Netzwerk Frieden Niedersachsen“, NFN

Wozu dient es?

Die besondere Dichte an militärischen Einrichtungen, Rüstungsbetrieben, Truppenübungsplätzen u.a. in Niedersachsen und die besondere Bedeutung als Aufmarschgebiet und Logistikzentrum für geplante Truppenbewegungen an die Ostflanke der NATO bzw. an die russische Grenze erfordern besondere Aufmerksamkeit der hiesigen Friedensbewegung. Viele bestehende und sich noch bildende Friedensbündnisse und -initiativen in Niedersachsen können bei selbstverständlicher Beibehaltung ihrer Autonomie von einem gemeinsamen Pool an Informationen in ihrer Region gewinnen und eine größere Aufmerksamkeit erreichen. So z.B. mit Aktivitäten entlang der geplanten Ost-Verlängerung der NATO-Pipeline. Aber auch mit konzertierten Aktionen wie eine gleichzeitige Präsenz vor Berufsschulen oder Kasernen quer durch Niedersachsen.

Unser Homepage-Kalender gibt Auskunft über anstehende Aktionen und Veranstaltungen. Die Dokumentation verschiedener Ausarbeitungen und Hintergrundtexten hilft auch bei der lokalen Informationsarbeit. Eine „Pinnwand“ hilft bei Angeboten von und an Musiker/innen und Referent/innen.

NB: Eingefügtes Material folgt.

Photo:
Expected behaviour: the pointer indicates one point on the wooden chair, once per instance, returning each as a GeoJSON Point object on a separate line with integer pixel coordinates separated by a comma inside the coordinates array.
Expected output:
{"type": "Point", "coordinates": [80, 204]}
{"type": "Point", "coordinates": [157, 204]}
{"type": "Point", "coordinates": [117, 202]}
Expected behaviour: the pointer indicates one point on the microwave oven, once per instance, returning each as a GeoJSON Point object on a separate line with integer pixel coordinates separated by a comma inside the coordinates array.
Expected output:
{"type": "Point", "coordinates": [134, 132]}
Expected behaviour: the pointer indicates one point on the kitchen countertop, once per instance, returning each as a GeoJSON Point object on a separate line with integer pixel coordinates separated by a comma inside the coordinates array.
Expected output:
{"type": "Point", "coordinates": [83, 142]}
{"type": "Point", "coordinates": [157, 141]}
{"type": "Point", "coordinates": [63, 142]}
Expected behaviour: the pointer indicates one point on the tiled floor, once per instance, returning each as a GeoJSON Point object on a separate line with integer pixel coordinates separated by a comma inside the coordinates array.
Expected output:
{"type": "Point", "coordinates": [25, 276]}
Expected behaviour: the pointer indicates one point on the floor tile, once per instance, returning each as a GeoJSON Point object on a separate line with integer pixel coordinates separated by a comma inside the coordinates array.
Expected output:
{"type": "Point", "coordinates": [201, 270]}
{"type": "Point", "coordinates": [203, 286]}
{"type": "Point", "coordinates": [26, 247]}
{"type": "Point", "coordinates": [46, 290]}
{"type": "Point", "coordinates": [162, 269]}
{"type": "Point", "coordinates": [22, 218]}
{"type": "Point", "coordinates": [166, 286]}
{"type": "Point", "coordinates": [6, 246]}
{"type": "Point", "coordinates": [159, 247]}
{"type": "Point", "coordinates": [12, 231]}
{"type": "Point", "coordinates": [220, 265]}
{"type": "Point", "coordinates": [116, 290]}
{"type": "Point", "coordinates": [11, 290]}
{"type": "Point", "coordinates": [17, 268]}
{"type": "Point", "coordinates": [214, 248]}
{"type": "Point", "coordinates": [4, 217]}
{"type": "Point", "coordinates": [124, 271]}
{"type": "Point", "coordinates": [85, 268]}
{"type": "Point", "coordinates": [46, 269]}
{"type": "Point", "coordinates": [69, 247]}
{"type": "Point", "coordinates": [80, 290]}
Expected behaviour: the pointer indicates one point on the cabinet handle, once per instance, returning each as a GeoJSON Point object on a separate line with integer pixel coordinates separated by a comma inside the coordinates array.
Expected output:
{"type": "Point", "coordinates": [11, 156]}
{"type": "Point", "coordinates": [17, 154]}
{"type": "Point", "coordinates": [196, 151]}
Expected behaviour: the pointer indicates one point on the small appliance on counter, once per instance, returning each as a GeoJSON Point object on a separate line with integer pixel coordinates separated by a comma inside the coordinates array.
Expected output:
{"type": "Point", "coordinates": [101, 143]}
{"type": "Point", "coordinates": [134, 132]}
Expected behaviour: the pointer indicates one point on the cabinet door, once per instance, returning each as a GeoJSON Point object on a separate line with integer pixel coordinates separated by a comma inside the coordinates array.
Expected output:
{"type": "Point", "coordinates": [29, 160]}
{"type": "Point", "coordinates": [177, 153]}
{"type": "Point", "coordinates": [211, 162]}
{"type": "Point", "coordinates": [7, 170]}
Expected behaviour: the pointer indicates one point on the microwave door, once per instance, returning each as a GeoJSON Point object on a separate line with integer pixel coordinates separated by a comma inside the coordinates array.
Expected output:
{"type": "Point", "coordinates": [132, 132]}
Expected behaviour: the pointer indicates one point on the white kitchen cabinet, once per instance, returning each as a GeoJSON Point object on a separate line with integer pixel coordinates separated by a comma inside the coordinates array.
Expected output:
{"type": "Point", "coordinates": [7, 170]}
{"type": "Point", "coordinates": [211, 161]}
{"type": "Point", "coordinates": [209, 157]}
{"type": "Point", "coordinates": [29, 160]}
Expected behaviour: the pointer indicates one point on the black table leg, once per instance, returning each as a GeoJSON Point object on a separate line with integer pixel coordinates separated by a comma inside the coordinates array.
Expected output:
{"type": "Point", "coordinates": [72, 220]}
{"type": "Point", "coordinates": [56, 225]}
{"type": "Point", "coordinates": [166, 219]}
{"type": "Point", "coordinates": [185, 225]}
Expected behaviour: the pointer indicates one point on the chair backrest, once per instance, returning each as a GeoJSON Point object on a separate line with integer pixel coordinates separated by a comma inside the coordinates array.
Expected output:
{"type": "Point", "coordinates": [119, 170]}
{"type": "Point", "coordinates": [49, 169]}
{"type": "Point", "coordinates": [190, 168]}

Zudem bietet ein gemeinsames Netzwerk den Vorteil einer Plattform für gemeinsame regionale oder landesweite Aktionsplanungen, hilft neu Interessierten, ihre Friedensinitiative vor Ort zu erreichen, bietet auch sozialen, gewerkschaftlichen, Umwelt- und Klimaorganisationen und vielen anderen vom Sozialabbau durch Hochrüstung Betroffenen einen Anlaufpunkt, sich in den gesellschaftlich breiter werdenden Friedensprozess einzubringen.

Das sind wir:

Wir kommen aus verschiedenen Friedensinitiativen in Niedersachsen, die die Bedrohung durch die Weltkriegsgefahr, in die uns unsere deutsche Regierung und die NATO treiben zum Anlass nehmen, unsere Kräfte zu verstärken und auszuweiten. Wir wollen beitragen zur Aufklärung über die Gefahren der Hochrüstung und der Militarisierung, um der weit verbreiteten Verunsicherung über das Ausmaß der Bedrohung entgegenzutreten.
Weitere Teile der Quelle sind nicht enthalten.